Broken Space Season at the Bush


I like the dark. Long before carbon footprints had entered the lexicon, I was the one bustling round the house switching off lights and contentedly damaging my eyes as I read and wrote with the aid of one lone lamp in the corner of the room.

So the idea of the Bush Theatre’s Broken Space season, a season of short plays born out of necessity and staged at least partly in the dark, was particularly appealing. A series of leaks and floodings were causing the theatre serious problems, as Andrew and I can testify having had to stand gin-less for twenty minutes on the cramped stairwell waiting to see Anthony Weigh’s 2000 Feet Away. So, as they are unable to use their lighting grid, they have responded by staging a changing triple bill of plays that make a virtue out of being minimally lit.

Temporary seating has been arranged around three walls of the theatre, facing the windows, which are open to the street. The line-up varies over the course of the month, with work by Jack Thorne and the increasingly ubiquitous Lucy Kirkwood due to feature alongside work by more established names including Bryony Lavery and the super-ubiquitous, absolutely everywhere Neil LaBute.

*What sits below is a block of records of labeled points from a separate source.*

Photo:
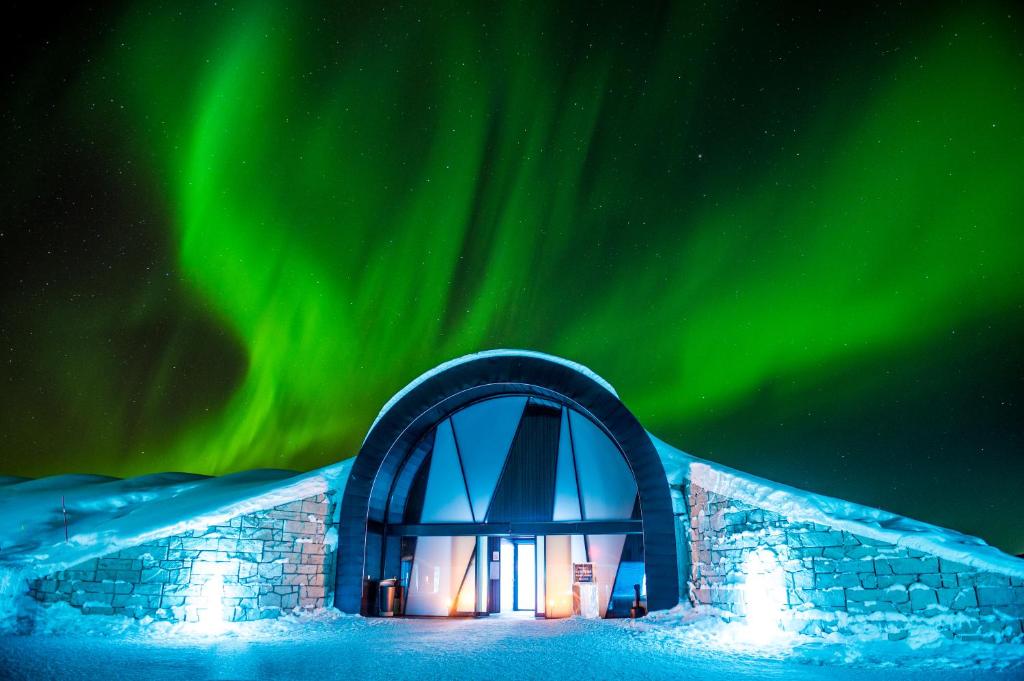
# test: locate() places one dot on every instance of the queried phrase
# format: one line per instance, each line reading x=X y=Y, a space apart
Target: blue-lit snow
x=679 y=644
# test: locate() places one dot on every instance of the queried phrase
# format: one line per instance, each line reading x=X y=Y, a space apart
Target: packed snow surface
x=801 y=506
x=105 y=514
x=680 y=644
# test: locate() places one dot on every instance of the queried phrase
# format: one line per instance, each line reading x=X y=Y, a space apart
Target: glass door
x=525 y=575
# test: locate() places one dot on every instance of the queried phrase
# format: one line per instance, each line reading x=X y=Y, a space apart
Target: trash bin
x=387 y=598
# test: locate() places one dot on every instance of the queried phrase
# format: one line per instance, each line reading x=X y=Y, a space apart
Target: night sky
x=792 y=237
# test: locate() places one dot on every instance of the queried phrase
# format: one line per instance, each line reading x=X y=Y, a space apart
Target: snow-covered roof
x=439 y=369
x=802 y=506
x=107 y=514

The longest of the three plays and the one unchanging thread of the season is Declan Feenan’s St Petersburg, about an elderly man and his middle aged daughter. She bustles around him, making him lunch, cleaning his flat and checking that he’s taken his pills. It’s well observed and often very funny, with a strong undercurrent of sadness, of past pain and things left unsaid. It’s a solid, unflashy piece of writing made more poignant by the dying light outside the window. (And the Whingers would particularly appreciate the cooking and consumption of a bacon sarnie that happens midway through)

The final piece of the evening was performed in total blackness, the shutters closed on the Shepherd’s Bush streets and only a sole torch beam to illuminate things. The theatre floor has been covered in loam, spongy underfoot, and a square of plastic had been pegged out in the middle of the room. The chairs had been removed and the audience was made to stand as if at some sort of midnight gathering: there was a whiff of Blair Witch to the whole set up. Anthony Weigh’s The Flooded Grave was a grotesque and darkly comic account of an exorcism; it was atmospheric, yes, and well performed, but there was something about it that didn’t quite click, it felt too much like an exercise; a bit of a let down considering the build up.

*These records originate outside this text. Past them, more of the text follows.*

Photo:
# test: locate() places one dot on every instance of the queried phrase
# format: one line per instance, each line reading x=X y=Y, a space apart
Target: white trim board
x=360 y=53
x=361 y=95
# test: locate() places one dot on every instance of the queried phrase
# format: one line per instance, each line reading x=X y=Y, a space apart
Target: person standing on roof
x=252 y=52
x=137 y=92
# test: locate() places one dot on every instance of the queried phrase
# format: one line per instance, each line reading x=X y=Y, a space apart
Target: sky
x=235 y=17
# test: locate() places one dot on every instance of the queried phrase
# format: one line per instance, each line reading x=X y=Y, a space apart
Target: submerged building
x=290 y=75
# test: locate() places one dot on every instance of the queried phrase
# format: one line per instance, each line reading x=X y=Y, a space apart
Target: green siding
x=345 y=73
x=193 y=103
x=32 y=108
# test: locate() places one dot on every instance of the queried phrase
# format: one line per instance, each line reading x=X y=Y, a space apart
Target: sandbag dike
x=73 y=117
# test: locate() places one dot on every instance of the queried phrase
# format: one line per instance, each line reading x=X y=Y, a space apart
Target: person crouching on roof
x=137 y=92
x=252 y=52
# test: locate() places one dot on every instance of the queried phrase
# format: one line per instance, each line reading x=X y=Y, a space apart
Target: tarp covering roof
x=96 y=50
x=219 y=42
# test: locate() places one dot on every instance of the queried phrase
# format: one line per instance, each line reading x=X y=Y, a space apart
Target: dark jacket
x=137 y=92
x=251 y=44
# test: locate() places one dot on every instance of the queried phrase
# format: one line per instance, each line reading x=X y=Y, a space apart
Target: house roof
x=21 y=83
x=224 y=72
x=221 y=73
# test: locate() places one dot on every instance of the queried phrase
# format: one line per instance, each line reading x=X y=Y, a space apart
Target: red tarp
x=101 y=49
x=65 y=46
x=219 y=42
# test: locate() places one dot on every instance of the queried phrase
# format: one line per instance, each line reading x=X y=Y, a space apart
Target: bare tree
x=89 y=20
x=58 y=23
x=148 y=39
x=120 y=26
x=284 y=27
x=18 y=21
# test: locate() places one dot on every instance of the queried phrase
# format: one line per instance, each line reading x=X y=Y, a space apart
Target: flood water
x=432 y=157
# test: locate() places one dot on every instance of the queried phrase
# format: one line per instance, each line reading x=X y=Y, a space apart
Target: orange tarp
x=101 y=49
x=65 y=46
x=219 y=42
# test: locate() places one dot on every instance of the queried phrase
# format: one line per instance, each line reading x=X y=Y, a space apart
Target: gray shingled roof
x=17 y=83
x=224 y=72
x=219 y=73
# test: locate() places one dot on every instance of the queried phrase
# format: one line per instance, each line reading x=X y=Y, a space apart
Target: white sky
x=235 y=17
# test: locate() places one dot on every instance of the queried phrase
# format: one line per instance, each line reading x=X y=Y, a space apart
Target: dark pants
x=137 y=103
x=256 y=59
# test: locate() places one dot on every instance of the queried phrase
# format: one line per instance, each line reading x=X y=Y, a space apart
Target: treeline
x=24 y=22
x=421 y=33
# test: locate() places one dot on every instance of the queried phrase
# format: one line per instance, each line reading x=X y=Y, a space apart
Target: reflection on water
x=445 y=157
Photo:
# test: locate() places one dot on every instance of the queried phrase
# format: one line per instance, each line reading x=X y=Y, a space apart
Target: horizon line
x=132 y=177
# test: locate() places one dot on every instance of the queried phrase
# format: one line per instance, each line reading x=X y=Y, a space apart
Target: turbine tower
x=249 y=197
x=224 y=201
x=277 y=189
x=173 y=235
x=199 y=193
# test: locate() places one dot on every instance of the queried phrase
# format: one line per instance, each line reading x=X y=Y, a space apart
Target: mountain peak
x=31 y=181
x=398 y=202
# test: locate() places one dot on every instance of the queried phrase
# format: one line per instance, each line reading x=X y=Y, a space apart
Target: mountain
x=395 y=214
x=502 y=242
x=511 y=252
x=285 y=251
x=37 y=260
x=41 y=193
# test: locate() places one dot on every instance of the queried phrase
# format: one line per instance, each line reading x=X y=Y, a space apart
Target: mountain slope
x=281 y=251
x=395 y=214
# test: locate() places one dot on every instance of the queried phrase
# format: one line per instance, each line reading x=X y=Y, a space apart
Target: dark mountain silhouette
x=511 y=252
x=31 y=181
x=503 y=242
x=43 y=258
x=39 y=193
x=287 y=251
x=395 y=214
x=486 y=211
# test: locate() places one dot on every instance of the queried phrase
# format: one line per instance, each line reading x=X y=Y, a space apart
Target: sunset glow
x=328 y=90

The most successful and memorable piece for me was Simon Stephens’ Sea Wall, an utterly captivating, skin tingling monologue, superbly performed by Andrew Scott. This was wonderful, the simplest of three pieces and yet the most powerful. The writing, full of devastating detail, was captivating and aptly staged in fading daylight.

It seems odd though to have one unchanging play at the centre of the season as otherwise I may well have returned to see some of the other pieces. Also you are forced to vacate the theatre between plays so the stage can be reset, and, as the Bush as no proper bar of its own, you can either stand in noisy next door bar or hover awkwardly in the little lobby. Fine for a fifteen minute interval, a bit of a chore when there’s a gap of over half an hour as there was in the case of the first two plays. Still it’s small complaint, the Stephens monologue alone made it worth it.